A primary goal of
the Common Core State Standards (CCSS) is to provide a curriculum to ensure
that all high school graduates are college and career ready. The CCSS math topics through grade 11 include not only
all of the topics of the traditional U.S. Algebra 1-Geometry-Algebra 2
sequence, but also topics typically taught in courses named trigonometry and
statistics.

Alternative pathways
provide a means for non-STEM (i.e., non- Science, Technology, Engineering, and
Math) students to transfer from a two-year college to a four-year institution
and earn a bachelor's degree without needing to show mastery of traditional intermediate
algebra topics. The promotion of alternative pathways challenges the premise
that the CCSS for math are needed for all
students to be college ready.

The common goal of both alternative pathways and the CCSS is to improve U.S. education.

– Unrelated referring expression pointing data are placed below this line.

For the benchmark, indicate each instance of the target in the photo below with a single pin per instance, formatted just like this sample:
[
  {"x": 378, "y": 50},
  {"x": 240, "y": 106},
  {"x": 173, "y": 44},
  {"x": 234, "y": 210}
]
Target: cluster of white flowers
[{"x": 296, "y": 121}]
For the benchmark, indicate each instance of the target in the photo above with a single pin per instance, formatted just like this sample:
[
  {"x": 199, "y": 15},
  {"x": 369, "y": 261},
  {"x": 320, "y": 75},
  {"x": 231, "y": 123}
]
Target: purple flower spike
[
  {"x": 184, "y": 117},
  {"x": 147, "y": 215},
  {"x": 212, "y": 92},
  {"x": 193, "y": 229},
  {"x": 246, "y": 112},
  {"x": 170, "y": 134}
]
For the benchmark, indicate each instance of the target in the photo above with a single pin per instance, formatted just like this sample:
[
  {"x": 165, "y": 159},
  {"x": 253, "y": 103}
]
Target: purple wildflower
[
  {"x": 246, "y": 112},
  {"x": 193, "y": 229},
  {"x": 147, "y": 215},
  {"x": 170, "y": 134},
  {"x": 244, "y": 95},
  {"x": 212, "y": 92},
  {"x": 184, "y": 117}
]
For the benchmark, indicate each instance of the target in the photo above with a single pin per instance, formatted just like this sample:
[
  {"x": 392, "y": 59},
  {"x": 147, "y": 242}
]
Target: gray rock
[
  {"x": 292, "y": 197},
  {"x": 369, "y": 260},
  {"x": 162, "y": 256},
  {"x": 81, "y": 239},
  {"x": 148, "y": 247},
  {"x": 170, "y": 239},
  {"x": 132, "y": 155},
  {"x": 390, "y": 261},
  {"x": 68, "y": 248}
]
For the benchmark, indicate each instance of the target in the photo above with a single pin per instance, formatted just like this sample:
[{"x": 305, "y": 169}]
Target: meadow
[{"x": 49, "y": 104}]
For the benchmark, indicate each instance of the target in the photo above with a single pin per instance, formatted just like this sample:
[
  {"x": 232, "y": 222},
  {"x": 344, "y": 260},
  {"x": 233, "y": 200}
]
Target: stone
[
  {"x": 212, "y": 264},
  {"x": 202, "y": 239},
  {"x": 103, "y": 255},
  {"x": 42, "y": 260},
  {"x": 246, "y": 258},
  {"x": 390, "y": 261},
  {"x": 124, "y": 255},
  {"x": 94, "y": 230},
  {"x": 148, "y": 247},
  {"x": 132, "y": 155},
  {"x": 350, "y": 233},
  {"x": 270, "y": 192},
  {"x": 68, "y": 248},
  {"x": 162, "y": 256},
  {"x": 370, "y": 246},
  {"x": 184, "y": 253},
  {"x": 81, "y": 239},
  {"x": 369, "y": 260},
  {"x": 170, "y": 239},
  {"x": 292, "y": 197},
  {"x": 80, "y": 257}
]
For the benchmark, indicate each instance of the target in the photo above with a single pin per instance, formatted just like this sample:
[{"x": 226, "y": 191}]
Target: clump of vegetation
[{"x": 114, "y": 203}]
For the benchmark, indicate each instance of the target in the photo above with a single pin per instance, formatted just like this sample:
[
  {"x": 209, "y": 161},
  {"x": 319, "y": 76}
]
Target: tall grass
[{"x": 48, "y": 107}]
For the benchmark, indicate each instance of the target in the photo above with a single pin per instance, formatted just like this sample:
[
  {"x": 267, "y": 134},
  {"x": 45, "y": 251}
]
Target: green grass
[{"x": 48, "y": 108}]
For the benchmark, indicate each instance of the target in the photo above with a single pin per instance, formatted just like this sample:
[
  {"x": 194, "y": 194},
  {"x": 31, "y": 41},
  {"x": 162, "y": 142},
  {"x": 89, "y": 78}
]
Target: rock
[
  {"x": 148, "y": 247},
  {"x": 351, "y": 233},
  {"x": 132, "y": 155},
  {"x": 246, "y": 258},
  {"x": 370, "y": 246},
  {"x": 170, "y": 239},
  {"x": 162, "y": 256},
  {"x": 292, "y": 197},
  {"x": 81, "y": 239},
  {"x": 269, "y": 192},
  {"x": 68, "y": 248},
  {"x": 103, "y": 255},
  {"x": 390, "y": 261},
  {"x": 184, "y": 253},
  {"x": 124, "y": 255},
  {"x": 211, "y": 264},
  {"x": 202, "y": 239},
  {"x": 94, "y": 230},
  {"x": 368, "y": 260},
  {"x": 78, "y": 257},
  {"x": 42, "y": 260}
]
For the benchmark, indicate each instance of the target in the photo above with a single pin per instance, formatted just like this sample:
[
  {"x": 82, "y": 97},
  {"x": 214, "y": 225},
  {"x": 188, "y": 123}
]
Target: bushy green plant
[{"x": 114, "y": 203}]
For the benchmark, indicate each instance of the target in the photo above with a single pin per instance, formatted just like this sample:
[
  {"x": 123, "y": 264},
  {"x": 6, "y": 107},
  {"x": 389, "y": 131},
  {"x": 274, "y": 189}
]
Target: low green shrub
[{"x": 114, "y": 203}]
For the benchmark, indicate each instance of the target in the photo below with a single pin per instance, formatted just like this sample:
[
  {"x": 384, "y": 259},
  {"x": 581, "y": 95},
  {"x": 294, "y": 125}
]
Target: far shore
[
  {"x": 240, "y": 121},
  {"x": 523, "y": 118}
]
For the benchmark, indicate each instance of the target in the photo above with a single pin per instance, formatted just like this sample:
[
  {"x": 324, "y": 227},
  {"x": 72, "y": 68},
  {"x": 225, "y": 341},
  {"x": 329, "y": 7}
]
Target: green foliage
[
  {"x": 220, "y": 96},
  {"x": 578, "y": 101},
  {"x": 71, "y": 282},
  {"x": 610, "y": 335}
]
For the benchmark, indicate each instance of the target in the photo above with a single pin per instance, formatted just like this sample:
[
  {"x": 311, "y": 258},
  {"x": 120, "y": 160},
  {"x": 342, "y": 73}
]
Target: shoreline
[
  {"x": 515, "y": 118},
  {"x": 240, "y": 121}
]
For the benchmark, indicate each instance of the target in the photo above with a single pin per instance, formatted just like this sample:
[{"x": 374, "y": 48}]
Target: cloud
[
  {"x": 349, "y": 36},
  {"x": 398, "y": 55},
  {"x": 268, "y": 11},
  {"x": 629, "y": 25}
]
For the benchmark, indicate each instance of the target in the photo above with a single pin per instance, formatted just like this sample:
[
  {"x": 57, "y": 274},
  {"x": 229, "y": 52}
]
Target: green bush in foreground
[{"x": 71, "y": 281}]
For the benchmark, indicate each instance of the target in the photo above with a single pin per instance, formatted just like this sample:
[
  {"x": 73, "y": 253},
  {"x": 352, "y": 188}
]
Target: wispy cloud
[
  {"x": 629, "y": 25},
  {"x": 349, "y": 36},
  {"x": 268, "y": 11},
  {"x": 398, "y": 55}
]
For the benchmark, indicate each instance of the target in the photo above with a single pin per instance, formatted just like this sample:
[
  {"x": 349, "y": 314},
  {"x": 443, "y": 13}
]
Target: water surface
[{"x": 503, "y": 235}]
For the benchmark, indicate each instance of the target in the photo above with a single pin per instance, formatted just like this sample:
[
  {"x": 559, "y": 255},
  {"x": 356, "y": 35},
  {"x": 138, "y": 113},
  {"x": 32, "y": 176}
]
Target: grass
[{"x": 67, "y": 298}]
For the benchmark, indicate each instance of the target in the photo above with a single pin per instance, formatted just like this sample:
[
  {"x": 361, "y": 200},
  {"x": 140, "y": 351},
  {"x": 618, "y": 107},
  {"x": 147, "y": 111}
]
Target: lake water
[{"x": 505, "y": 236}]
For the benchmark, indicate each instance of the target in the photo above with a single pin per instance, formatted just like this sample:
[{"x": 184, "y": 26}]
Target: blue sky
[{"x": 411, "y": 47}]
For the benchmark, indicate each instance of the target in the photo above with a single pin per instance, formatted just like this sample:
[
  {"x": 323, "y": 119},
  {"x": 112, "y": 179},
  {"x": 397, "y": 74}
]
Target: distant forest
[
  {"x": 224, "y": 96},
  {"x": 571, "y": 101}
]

"Core Principles for Transforming Remedial Education: A Joint Statement" from the Charles A. Dana Center,
Complete College America, Inc., Education Commission of the States, and Jobs
for the Future, calls for revamping the two-year college remediation
structure. The paper lists seven Core
Principals for a "fundamentally new approach for ensuring that all
students are ready for and can successfully complete college-level work that
leads to a postsecondary credential of value.

"...Principle 2.
The content in required gateway courses should align with a student’s academic
program of study — particularly in math.

"Gateway
courses provide a foundation for a program of study, and students should expect
that the skills they develop
in gateway courses are relevant to their chosen program. On many campuses, remedial education
is constructed as single curricular pathways into gateway math or English
courses.

"The curricular
pathways often include content that is not essential for students to be
successful in their chosen program of
study. Consequently, many students are tripped up in their pursuit of a
credential while studying
content that they do not need. Institutions need to focus on getting students
into the right math and the
right English.

"This issue is
of particular concern in mathematics, which is generally considered the most
significant barrier to college
success for remedial education students. At many campuses, remedial math is
geared toward student
preparation for college algebra. However for many programs of study, college
algebra should not be a
required gateway course when a course in statistics or quantitative literacy
would be more appropriate….

"...One final
note: Postsecondary leaders must work closely with K–12, adult basic education,
and other training
systems to reduce the need for remediation before students enroll in their
institutions. Postsecondary
institutions should leverage the Common Core State Standards by working with
K–12 schools to improve
the skills of their students before they graduate from high school. Early
assessment of students in high school, using existing placement exams and
eventually the Common Core college and career readiness
assessments, which lead to customized academic skill development during the
senior year, should be a
priority for states. Similar strategies should be employed in adult basic
education and English as a second
language programs."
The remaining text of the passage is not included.